Director: Jonas Poher Rasmussen
Release Date: TBD

Executive produced by actors Riz Ahmed and Nikolaj Coster-Waldau, Sundance Grand Jury Prize winner Flee released its first trailer. The documentary follows an Afghani man named Amin Nawabi, who has harbored a secret for 20 years that threatens to derail both his own life and the life of the man he’s about to marry. From director Jonas Poher Rasmussen—Amin’s personal friend—Amin’s story of his journey fleeing from Afghanistan as a child refugee is told mostly through animated reenactments. After its world premiere at the 2021 Sundance Film Festival, it was acquired for U.S., British, and French distribution by Neon, Curzon Artificial Eye and Haut et Court respectively. The film had been initially set for a world premiere at Cannes in 2020, but was pushed when the festival was cancelled due to the COVID-19 pandemic. The film was included in Paste’s Top 10 Films of Sundance 2021, with Andy Crump writing that “Rasmussen isn’t using Amin to make suffering porn. He’s letting Amin tell his story his way. Animation only ultimately acts as a veneer. Even through the layers of artifice, what this movie shows us may be one of cinema’s most harrowing refugee stories.” Following Sundance, the film screened at the Annecy International Animation Film Festival, winning the award for Best Feature Film.—Brianna Zigler


Memoria

Director: Apichatpong Weerasethakul
Release Date: July 15, 2021 (Cannes)

Set for a world premiere on July 15 at the 2021 Cannes Film Festival, Palme D’or-winning Thai writer/director Apichatpong Weerasethakul returns with his first feature in six years—and not only that, but his first English-language film as well. A mesmerizing trailer was released today for the Tilda Swinton-starring Memoria. The official synopsis for the film dubs it a “bewildering drama” following a Scottish woman (Swinton) who, while in Colombia, hears a loud noise at daybreak and “begins experiencing a mysterious sensory syndrome.” The film will feature cinematography from Sayombhu Mukdeeprom who, in addition to working on Luca Guadagnino’s Suspiria and Call Me by Your Name, collaborated with Weerasethakul previously on three films, including 2010’s award-winning Uncle Boonmee Who Can Recall His Past Lives. The haunting, suspenseful trailer offers a glimpse into the enigmatic film, which has built up years of anticipation with very little prior revelations.
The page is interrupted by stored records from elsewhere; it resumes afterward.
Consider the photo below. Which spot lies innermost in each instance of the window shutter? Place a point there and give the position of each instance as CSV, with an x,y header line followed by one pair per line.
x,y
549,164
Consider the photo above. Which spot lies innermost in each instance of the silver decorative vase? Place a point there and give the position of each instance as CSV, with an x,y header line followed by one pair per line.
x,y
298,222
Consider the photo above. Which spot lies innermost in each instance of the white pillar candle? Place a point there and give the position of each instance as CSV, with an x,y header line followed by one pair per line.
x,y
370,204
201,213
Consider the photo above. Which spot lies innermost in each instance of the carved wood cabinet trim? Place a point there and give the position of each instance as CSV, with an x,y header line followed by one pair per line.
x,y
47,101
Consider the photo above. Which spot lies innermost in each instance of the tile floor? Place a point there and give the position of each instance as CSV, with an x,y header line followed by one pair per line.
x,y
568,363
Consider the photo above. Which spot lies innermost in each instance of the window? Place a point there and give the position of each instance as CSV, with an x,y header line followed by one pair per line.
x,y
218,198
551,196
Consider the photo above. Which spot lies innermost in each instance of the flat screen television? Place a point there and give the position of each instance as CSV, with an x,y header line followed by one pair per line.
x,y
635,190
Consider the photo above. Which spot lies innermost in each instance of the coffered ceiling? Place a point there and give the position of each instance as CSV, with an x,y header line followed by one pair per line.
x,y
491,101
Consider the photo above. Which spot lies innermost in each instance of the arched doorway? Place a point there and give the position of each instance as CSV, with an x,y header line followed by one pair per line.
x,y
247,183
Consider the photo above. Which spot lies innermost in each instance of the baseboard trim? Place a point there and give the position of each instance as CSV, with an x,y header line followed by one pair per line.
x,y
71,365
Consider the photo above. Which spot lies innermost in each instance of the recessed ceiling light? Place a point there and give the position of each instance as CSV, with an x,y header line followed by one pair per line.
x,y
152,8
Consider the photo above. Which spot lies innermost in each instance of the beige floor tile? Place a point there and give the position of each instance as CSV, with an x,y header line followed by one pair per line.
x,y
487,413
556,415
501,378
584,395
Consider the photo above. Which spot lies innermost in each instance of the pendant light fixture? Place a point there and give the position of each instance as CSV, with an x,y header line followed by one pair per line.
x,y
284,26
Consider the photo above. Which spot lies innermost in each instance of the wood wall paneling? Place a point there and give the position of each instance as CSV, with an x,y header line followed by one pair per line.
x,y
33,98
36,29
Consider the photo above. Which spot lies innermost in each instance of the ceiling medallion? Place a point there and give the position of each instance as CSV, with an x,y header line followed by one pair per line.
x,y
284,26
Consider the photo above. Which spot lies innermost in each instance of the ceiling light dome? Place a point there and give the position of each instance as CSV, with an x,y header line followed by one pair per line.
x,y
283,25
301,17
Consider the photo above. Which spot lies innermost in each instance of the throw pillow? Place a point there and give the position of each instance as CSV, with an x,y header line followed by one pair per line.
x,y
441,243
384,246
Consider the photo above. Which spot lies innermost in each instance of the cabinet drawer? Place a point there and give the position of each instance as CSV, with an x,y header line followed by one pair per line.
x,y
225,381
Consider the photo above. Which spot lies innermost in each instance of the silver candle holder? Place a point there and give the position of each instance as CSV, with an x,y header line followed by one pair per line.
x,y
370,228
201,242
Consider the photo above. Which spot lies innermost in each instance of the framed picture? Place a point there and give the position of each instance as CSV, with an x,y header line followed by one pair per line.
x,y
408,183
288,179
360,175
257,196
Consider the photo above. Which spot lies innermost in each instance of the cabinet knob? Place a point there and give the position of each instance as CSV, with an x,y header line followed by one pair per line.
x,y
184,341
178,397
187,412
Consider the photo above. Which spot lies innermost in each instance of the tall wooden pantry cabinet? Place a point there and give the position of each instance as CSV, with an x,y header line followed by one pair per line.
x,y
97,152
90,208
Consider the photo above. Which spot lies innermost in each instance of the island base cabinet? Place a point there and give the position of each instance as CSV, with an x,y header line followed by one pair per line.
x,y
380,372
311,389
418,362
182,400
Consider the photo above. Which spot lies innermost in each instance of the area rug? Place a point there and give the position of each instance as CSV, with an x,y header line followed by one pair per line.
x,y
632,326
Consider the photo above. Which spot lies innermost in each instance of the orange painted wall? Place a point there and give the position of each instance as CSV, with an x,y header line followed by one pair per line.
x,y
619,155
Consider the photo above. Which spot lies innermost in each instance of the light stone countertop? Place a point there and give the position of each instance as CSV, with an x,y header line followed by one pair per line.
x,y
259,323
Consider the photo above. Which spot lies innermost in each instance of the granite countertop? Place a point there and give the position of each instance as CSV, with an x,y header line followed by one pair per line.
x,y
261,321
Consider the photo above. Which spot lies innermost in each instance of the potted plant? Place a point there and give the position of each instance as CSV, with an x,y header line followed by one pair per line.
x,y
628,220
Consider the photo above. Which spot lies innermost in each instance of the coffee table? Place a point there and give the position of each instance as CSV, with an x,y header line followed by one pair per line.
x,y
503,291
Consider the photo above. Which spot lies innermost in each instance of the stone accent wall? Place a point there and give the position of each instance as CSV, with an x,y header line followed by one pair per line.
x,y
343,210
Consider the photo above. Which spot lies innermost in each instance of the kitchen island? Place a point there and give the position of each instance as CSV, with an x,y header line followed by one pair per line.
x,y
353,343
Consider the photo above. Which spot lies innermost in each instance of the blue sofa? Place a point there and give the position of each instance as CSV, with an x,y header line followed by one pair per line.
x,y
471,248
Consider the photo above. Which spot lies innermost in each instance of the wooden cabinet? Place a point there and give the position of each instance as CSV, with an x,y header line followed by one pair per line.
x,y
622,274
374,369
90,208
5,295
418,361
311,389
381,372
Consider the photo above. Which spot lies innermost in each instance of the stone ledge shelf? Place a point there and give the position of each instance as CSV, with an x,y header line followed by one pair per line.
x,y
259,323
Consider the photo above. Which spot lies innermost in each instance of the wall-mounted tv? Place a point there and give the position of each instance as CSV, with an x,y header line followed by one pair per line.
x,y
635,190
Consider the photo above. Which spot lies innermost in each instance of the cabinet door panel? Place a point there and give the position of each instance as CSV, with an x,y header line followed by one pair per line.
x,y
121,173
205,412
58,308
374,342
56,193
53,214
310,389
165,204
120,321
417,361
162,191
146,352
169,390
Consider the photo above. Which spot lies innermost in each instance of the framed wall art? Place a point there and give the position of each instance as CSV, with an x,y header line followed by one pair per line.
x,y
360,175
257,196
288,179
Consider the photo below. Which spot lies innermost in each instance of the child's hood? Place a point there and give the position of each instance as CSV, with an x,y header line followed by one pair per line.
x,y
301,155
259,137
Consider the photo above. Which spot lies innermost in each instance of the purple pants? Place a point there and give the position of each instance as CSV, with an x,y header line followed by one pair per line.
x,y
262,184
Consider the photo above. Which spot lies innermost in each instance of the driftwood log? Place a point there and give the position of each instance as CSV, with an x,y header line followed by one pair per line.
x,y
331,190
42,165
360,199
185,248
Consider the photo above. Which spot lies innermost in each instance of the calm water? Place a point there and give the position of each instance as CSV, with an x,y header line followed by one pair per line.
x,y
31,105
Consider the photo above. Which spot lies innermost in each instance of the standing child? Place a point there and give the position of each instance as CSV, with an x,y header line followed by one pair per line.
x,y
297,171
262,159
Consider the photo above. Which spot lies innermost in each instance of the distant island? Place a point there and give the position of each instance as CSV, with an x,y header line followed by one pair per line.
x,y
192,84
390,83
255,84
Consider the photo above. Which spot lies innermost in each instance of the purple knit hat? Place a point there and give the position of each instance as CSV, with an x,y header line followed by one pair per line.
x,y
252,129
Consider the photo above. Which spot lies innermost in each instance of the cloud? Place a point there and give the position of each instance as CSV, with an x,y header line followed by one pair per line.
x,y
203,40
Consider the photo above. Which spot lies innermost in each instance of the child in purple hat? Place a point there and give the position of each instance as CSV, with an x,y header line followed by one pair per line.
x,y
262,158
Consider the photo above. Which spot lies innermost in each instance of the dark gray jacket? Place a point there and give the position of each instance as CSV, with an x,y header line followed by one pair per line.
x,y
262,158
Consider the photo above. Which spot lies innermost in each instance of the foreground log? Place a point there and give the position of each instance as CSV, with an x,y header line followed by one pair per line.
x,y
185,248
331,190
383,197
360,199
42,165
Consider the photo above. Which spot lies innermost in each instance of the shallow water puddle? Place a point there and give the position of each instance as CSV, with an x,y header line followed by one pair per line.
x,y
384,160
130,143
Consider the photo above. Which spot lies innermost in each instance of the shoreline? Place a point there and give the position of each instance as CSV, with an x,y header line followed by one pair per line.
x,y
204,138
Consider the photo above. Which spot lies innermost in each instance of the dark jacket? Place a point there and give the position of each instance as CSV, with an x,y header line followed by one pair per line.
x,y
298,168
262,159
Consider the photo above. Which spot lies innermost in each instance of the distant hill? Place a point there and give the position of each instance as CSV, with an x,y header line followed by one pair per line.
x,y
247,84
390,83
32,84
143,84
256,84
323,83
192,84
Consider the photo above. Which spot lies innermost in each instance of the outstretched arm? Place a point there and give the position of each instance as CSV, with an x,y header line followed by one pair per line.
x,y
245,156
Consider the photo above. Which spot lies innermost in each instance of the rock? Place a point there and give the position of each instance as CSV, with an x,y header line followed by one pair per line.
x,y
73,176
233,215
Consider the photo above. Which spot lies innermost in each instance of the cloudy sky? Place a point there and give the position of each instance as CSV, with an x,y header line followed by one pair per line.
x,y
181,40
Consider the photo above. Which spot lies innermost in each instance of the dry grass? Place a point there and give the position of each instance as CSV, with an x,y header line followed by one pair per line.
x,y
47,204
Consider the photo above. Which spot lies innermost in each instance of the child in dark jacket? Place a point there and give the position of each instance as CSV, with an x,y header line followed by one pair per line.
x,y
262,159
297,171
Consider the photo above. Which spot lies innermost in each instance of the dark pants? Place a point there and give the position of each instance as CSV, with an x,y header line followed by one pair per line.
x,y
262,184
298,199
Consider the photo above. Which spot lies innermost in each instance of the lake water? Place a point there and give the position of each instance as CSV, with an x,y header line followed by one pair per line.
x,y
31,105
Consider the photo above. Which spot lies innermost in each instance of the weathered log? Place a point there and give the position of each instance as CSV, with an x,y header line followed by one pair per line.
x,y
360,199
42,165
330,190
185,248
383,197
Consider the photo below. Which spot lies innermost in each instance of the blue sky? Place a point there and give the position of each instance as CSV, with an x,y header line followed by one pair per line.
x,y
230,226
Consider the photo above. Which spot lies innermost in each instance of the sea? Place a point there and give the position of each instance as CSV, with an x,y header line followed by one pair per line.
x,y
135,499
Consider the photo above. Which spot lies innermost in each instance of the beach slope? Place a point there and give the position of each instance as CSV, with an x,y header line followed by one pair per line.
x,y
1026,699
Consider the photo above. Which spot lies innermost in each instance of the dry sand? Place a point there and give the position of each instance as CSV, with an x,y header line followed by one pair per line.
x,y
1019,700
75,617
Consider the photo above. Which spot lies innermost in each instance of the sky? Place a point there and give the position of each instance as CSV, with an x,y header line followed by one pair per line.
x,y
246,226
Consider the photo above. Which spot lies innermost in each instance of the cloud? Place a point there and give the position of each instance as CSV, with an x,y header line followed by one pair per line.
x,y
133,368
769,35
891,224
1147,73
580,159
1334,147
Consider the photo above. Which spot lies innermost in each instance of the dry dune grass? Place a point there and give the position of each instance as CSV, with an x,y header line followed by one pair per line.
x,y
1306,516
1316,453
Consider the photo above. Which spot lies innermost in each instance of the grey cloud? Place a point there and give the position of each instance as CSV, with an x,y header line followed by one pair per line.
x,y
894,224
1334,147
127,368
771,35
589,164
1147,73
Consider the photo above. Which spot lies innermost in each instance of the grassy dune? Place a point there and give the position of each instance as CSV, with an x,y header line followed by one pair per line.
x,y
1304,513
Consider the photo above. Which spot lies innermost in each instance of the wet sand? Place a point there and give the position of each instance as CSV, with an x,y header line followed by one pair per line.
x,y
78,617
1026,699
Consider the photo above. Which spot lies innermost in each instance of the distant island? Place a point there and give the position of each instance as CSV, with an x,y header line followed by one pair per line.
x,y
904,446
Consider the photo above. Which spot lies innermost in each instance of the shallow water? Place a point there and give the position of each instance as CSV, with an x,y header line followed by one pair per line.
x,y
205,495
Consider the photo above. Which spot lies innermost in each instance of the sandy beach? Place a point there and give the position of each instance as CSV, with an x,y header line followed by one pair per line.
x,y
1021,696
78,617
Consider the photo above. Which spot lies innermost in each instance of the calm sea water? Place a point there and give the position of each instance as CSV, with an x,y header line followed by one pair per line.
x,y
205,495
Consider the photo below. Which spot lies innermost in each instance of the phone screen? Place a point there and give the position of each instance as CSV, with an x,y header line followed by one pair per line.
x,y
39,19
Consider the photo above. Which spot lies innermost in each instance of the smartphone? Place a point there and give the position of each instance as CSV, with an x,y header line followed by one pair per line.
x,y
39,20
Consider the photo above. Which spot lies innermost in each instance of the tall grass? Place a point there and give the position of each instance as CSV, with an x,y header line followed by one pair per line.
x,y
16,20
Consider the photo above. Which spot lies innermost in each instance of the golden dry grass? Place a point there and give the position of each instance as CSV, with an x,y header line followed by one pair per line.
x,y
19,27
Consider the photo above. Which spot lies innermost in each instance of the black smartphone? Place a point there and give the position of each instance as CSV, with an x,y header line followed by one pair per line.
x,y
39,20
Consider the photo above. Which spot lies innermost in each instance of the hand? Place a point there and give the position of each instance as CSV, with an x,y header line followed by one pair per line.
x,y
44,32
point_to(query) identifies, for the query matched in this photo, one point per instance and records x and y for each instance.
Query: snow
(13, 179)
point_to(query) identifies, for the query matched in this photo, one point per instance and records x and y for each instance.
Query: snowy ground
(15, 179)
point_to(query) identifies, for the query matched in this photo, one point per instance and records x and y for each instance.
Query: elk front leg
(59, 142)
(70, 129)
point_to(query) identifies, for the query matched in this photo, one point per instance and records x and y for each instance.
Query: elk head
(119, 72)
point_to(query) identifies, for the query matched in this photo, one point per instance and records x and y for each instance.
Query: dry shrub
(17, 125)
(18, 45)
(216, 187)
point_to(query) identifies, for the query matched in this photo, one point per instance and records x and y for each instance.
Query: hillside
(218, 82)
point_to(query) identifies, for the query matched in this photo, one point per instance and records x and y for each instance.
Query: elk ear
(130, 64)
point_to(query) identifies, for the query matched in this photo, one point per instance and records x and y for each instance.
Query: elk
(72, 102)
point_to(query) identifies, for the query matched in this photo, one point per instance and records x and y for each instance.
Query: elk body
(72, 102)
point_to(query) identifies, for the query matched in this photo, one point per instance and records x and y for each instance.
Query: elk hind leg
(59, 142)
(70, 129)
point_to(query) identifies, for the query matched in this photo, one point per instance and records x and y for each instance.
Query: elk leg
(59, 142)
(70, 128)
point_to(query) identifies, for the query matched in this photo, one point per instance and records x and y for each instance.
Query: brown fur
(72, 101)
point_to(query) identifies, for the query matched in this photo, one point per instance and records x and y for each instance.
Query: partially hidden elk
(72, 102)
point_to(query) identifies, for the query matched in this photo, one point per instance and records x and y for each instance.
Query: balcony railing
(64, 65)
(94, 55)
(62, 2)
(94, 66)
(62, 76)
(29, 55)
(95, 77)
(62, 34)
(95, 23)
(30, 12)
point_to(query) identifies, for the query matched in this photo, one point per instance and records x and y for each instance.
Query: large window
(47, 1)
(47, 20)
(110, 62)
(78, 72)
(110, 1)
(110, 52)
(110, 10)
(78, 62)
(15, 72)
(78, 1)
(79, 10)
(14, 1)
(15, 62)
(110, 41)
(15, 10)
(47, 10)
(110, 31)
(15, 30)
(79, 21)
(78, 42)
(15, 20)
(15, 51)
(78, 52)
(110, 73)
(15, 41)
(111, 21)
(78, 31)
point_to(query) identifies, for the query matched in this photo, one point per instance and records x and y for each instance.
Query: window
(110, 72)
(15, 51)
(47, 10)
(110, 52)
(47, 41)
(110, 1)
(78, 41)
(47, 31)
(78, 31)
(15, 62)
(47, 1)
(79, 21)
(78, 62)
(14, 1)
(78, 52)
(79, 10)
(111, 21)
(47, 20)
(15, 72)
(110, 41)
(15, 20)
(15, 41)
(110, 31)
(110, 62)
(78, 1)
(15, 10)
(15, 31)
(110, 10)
Having spent his career working outside of the studio system, a Neon distribution may grant Weerasethakul a wider reach post-Cannes.—Brianna Zigler


Pray Away

Director: Kristine Stolakis
Release Date: August 3, 2021 (Netflix)

The “pray away the gay” movement, which utilized conversion therapy to psychologically brutalize LGBTQ+ people into a more socially acceptable shape, is still a terrifying niche lurking in today’s society. In the ‘70s, it was having its beginnings. Pray Away, the upcoming Netflix doc executive produced by Ryan Murphy, looks at the movement’s start with Exodus International and at where its founders and most prominent spokepeople ended up today. The answers the trailer gives us are those you’d expect: They are the same as they always were, because conversion therapy was and always will be a damaging and hateful hoax. The film looks to be a moving analysis of this trend and a series of self-confrontations from those that helped perpetrate it out of a socially induced self-loathing. Expect tears!